By Steve Moran
A little more than a year ago, I published an article titled A Senior Living Challenge: Will You Dare to Be On The Top 50 List? where I challenged the senior living industry to shoot to be on the Glassdoor list of 50 greatest companies to work for. I am not at all sure I can actually take credit for this happening, but Aegis Senior Living had the numbers to qualify.
Take a look at their Glass door rating page:
There are three key metrics:
A 4.5 star rating
A 91% “recommend to a friend”
A 99% CEO approval rating
Frame of Reference
Looking at the 2015 list of best places to work, number one is Airbnb with a 4.6 rating, followed by Bain & Company, also having a 4.6. Then comes just one company with a 4.5 rating. At 4.4, you find companies like Hubspot, Facebook and LinkedIn, followed by Google at 4.3
If you go looking for Aegis Senior Living, you won’t actually find them on the list for some technical reasons, but I am betting you will see them on the 2016 list. If things stand as they are, they would end up in the #3 or #4 spot.
My friend Michael Owens who leads the Senior Living Innovation conference first turned me on to this story. As soon as I saw their ranking I knew it was a story I had to write.
Several days ago I got a chance to talk to Dwayne Clark, the CEO of Aegis Senior Living, about how they managed this feat. Here is what he had to say:
The Aegis Senior Living Rating puts them in the upper 1/10th of 1% of all 550,000 companies being rated by Glassdoor.
Dwayne’s 99% CEO approval rating puts Dwayne at a higher rating than Mark Zukerberg.
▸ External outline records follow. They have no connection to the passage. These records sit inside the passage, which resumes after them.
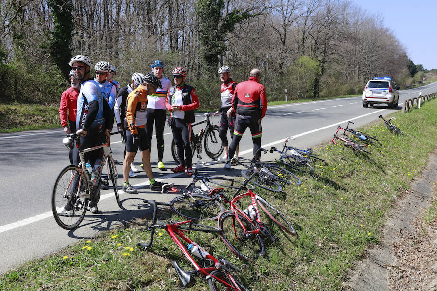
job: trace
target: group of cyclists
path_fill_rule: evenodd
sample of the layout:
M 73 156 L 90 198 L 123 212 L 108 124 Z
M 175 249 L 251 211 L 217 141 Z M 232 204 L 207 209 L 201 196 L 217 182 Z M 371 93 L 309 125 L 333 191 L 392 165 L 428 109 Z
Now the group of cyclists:
M 191 124 L 194 122 L 194 110 L 199 106 L 195 89 L 185 83 L 187 72 L 182 67 L 172 71 L 173 81 L 164 74 L 163 62 L 152 63 L 151 72 L 134 73 L 129 84 L 122 88 L 114 80 L 117 70 L 106 61 L 99 61 L 94 66 L 95 77 L 90 76 L 91 62 L 86 56 L 75 56 L 69 63 L 71 87 L 61 96 L 59 114 L 61 125 L 66 134 L 76 132 L 81 136 L 83 148 L 92 147 L 110 140 L 114 118 L 118 130 L 125 132 L 126 143 L 123 162 L 123 190 L 137 193 L 129 183 L 129 177 L 137 176 L 138 170 L 133 162 L 139 149 L 142 166 L 149 180 L 149 188 L 161 191 L 163 184 L 156 181 L 150 163 L 150 152 L 154 124 L 158 153 L 158 168 L 166 170 L 163 162 L 164 129 L 166 110 L 170 112 L 167 124 L 171 128 L 176 145 L 179 165 L 170 170 L 174 173 L 193 174 L 191 140 Z M 259 83 L 261 72 L 251 71 L 249 80 L 237 84 L 231 78 L 231 69 L 223 66 L 218 70 L 222 82 L 221 105 L 214 116 L 221 114 L 219 136 L 224 155 L 218 159 L 224 162 L 225 168 L 238 160 L 238 144 L 249 127 L 253 142 L 254 154 L 261 146 L 261 121 L 267 109 L 265 89 Z M 68 112 L 68 116 L 67 116 Z M 227 138 L 229 130 L 232 141 Z M 85 154 L 85 159 L 94 171 L 101 164 L 101 151 Z M 69 154 L 70 162 L 78 165 L 80 162 L 77 147 Z M 184 154 L 185 159 L 184 159 Z M 91 201 L 88 209 L 97 210 L 97 201 Z M 67 214 L 70 210 L 66 207 Z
Today there is no more hiding from your workforce. Here is the reality: You can talk all day about being a great place to work . . . a great company, but you actually have to prove it. Before sites like Glassdoor, it was possible for companies to talk about how great they were, what great places they were to work for, and it was tough for prospective employees to know if that was true.
Aegis is using their Glassdoor rating as a recruiting tool. It is a lot easier to recruit great team members when you can say, "Go checkout what other employees and former employees are saying about us."
It can also serve as a great additional social proof tool for prospective residents.
Finally, Dwayne met with a bank and that particular bank was using Glassdoor as one of their tools for determining credit worthiness.
In order for your reviews to have meaning two things have to happen:
You need enough reviews to be credible. Dwayne suggest 50 or so. Below that people will assume it is mostly friends and family and not put much stock in them.
You need be talking to your team about your reviews on Glassdoor and asking them to write reviews if they are happy working at your company. This needs to be an on-going process rather than a one-time thing.
Managing the Review Process
The biggest single first any senior living company faces in soliciting reviews is that if your team is unhappy working for your organization it can bite you. Or maybe a better way to look at it is to see negative reviews as a tool for improvement.
In doing research for this article I went through several pages of reviews and there were a handful of pretty negative ones. In each case Dewayne responded personally and, in most of them, he invited the unhappy employee or ex-employee to call him as a way to either resolve a specific complaint or to improve the company culture.
The bottom line is that Glassdoor ratings are not an end unto themselves. They are a reflection of company culture. When the culture is healthy, people loving to come to work each day, there is less turnover and better interactions between residents and team members. As a result costs are lower and occupancies are higher.
Our industry should dominate this list. A Part Two article will take a look at what Aegis does to create the right culture.